The antineoplastic mode of action of the solasodine rhamnosides, solamargine and solasonine, present in CuradermBEC5 may explain the remarkable observed clinical outcomes. Specific endogenous endocytic lectins (EELs) have been identified on cancer cells [27]. These EELs have been further characterized as rhamnose binding protein (RBP) receptors [28]. RBP receptors are present on cancer cells but not normal cells [27,28]. RBP receptors bind the solasodine rhamnosides (BEC). BEC is then internalized into the cancer cells by receptor-mediated endocytosis through “coated pit endocytosis”. BEC interacts with the lysosomes and mitochondria resulting in the triggering of extrinsic and intrinsic apoptotic pathways in the cancer cells by up-regulating the expression of external death receptors, such as tumor necrosis factor receptor 1 (TNFR-1), Fas receptor, TNFR-1 associated death domain and Fas-associated death domain [29,30]. BEC enhances the intrinsic ratio of Bax to Bcl-2 by upregulating Bax and down-regulating Bcl-2 and Bcl-x expressions. These effects result in activation of Caspase-8, -9 and -3 in cancer cells [24-34], indicating that BEC triggers extrinsic and intrinsic apoptotic pathways in cancer cells and causes apoptosis to cancer cells.

These events may explain the clinical observations that treatment with CuradermBEC5 results in elimination of cancer cells only and not normal cells.
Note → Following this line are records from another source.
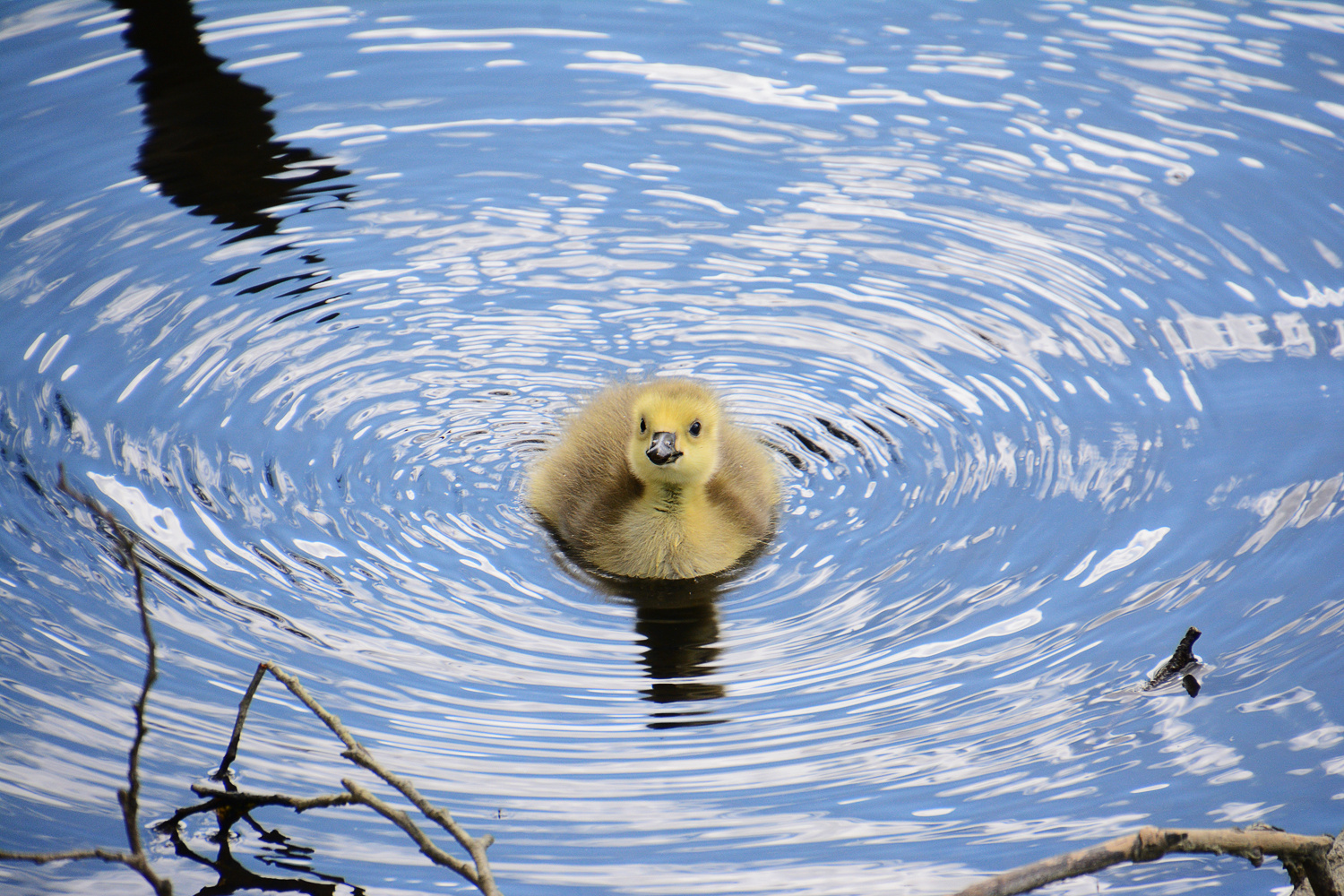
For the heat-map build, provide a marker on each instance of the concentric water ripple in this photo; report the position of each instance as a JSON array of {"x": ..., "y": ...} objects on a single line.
[{"x": 1045, "y": 382}]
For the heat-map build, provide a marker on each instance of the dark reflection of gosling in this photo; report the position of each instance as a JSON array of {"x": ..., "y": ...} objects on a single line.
[
  {"x": 677, "y": 622},
  {"x": 655, "y": 481},
  {"x": 655, "y": 484}
]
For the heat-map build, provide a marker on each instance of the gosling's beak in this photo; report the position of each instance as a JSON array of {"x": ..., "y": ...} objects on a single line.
[{"x": 663, "y": 449}]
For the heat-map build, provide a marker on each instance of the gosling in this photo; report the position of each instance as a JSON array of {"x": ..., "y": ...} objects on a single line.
[{"x": 655, "y": 481}]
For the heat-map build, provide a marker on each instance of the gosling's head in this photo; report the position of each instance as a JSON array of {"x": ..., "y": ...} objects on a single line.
[{"x": 675, "y": 433}]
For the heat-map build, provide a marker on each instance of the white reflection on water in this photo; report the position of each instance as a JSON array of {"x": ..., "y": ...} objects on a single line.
[{"x": 1042, "y": 316}]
Very importantly, whilst cancer cells are being destroyed by CuradermBEC5, normal cells are replenishing the dead cancer cells and this exceptional occurrence translates to the observed cosmesis effects of CuradermBEC5 therapy. Moreover, CuradermBEC5 therapy clears cancer cells whether they are proliferating or not [25].
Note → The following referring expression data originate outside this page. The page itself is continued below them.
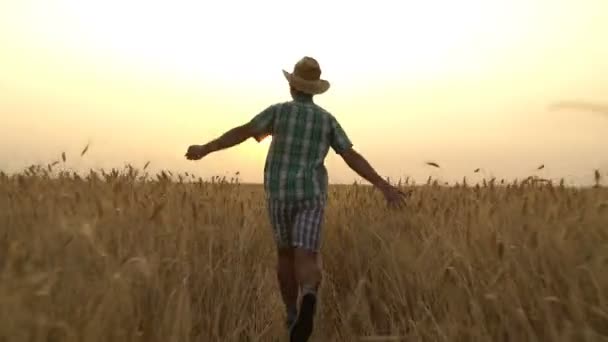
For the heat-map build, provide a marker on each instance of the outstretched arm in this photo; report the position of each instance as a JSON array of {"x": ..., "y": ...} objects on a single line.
[
  {"x": 229, "y": 139},
  {"x": 362, "y": 167}
]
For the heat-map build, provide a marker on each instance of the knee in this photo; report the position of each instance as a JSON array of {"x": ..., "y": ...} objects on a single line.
[
  {"x": 285, "y": 262},
  {"x": 308, "y": 265}
]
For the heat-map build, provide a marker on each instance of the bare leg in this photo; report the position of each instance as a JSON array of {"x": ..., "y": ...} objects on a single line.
[
  {"x": 308, "y": 269},
  {"x": 288, "y": 284},
  {"x": 308, "y": 273}
]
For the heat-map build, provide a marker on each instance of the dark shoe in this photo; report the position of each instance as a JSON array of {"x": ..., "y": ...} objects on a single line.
[{"x": 302, "y": 329}]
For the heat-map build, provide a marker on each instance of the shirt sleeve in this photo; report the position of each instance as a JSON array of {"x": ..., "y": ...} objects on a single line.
[
  {"x": 262, "y": 123},
  {"x": 339, "y": 140}
]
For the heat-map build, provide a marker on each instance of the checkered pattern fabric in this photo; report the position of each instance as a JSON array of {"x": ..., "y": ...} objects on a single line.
[
  {"x": 297, "y": 223},
  {"x": 302, "y": 134}
]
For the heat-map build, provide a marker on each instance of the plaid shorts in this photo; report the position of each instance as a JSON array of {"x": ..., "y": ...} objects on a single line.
[{"x": 297, "y": 223}]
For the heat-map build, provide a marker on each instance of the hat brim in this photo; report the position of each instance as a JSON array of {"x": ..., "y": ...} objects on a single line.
[{"x": 306, "y": 86}]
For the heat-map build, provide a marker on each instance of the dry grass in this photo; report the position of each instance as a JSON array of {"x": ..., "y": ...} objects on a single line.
[{"x": 111, "y": 257}]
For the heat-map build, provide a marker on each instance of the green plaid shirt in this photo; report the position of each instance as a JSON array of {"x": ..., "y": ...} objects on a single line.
[{"x": 302, "y": 133}]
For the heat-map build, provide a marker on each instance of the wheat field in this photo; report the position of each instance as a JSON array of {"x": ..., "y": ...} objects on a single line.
[{"x": 126, "y": 256}]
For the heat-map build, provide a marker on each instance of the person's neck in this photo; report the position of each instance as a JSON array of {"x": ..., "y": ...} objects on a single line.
[{"x": 302, "y": 97}]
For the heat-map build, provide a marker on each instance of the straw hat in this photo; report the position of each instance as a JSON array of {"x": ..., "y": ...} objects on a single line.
[{"x": 306, "y": 77}]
Clinical observations with CuradermBEC5 therapy reveal that initially the lesion size increases significantly due to interaction of CuradermBEC5 with deeper seated and more lateral tumor cells [15-17,25]. As treatment progresses, the size of the lesion decreases due to the elimination of CuradermBEC5 affected cancer cells, which are replaced with normal skin cells. Less CuradermBEC5 cream is then applied to the smaller sized lesion until the lesion is completely cleared and replaced with normal skin cells [25].

The pain during treatment experienced by some patients may be explained by the keratolytic agents salicylic acid and urea and not BEC as was previously reported in placebo controlled clinical trials with Curaderm BEC5 [11,35,36].
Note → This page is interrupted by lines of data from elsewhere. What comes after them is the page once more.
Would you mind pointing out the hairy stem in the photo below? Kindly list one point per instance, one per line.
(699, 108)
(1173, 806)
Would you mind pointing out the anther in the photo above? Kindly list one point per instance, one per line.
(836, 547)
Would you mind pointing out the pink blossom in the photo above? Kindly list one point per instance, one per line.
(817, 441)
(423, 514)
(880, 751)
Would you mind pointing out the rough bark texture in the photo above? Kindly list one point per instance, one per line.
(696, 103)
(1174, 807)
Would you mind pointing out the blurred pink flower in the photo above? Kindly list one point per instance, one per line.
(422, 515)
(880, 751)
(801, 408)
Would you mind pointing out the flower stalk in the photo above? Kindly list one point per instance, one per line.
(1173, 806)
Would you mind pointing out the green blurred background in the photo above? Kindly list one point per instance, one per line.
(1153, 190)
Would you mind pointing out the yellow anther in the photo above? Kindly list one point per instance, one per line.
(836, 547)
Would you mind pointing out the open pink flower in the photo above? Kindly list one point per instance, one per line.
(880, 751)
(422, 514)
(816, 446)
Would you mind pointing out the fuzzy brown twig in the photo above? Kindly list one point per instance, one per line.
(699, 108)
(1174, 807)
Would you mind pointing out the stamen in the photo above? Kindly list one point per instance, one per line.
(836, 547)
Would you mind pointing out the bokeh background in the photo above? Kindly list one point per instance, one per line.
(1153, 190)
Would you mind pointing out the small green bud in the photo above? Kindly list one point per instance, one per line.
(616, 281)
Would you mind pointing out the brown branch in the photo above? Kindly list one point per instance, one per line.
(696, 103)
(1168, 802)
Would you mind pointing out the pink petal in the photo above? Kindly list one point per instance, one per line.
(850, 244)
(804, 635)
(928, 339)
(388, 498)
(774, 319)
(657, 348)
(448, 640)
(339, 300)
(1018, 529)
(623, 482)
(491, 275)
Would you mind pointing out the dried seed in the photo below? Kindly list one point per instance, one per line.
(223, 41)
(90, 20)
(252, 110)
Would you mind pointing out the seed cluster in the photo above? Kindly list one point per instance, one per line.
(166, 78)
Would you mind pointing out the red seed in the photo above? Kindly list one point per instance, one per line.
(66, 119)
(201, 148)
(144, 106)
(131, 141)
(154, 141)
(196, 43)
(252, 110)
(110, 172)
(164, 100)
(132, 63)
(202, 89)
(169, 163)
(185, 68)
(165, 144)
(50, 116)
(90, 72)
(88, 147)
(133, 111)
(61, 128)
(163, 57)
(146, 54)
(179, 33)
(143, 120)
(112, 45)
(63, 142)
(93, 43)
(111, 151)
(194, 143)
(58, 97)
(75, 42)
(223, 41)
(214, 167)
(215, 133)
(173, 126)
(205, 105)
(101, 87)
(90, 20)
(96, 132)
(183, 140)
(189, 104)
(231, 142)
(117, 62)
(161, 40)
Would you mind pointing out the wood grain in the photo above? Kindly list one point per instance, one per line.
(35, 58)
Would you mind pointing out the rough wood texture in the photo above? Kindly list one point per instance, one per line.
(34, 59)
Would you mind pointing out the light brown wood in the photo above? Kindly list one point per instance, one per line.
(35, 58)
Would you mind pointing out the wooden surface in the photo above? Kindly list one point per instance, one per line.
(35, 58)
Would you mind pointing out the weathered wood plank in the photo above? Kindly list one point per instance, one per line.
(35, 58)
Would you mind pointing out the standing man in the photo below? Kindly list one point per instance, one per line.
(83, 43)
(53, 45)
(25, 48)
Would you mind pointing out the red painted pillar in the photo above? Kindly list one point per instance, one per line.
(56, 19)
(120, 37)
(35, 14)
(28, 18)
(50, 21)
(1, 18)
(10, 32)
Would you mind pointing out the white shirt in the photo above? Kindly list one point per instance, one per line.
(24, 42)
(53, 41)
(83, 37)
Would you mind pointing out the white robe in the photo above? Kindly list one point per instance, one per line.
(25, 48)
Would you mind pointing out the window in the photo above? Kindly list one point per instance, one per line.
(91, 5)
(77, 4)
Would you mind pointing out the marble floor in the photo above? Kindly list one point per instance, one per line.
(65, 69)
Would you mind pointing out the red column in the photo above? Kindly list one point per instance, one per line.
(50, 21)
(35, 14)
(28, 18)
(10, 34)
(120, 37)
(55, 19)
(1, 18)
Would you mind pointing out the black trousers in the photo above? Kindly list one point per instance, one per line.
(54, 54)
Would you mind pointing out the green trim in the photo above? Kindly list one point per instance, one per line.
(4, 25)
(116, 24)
CuradermBEC therapy is stopped only after the lesion has been completely replaced with normal tissue. This explains why treatment periods of CuradermBEC5 therapy vary and are dependent on size, location and type of tumor tissue.

These striking observations with CuradermBEC5 therapy are vastly different than all other therapies that are used for treatment of neoplastic cells. After Curaderm BEC5 therapy, no reconstructive surgery is required. The body heals itself with no disfigurement, and, functionality of the tissue is preserved [18].

8. Conclusion

CuradermBEC5 therapy for periocular nonmelanoma skin cancers is very effective and safe. The treatment of these lesions overcomes the major drawbacks of other currently available therapies. CuradermBEC5 is specific and eliminates the cancer cells only, without harming normal cells and consequently cosmesis is excellent. No reconstructive surgery is required with CuradermBEC5 therapy. These preliminary observations warrant more extensive clinical evaluations to determine the potential of this treatment modality for periocular skin cancers.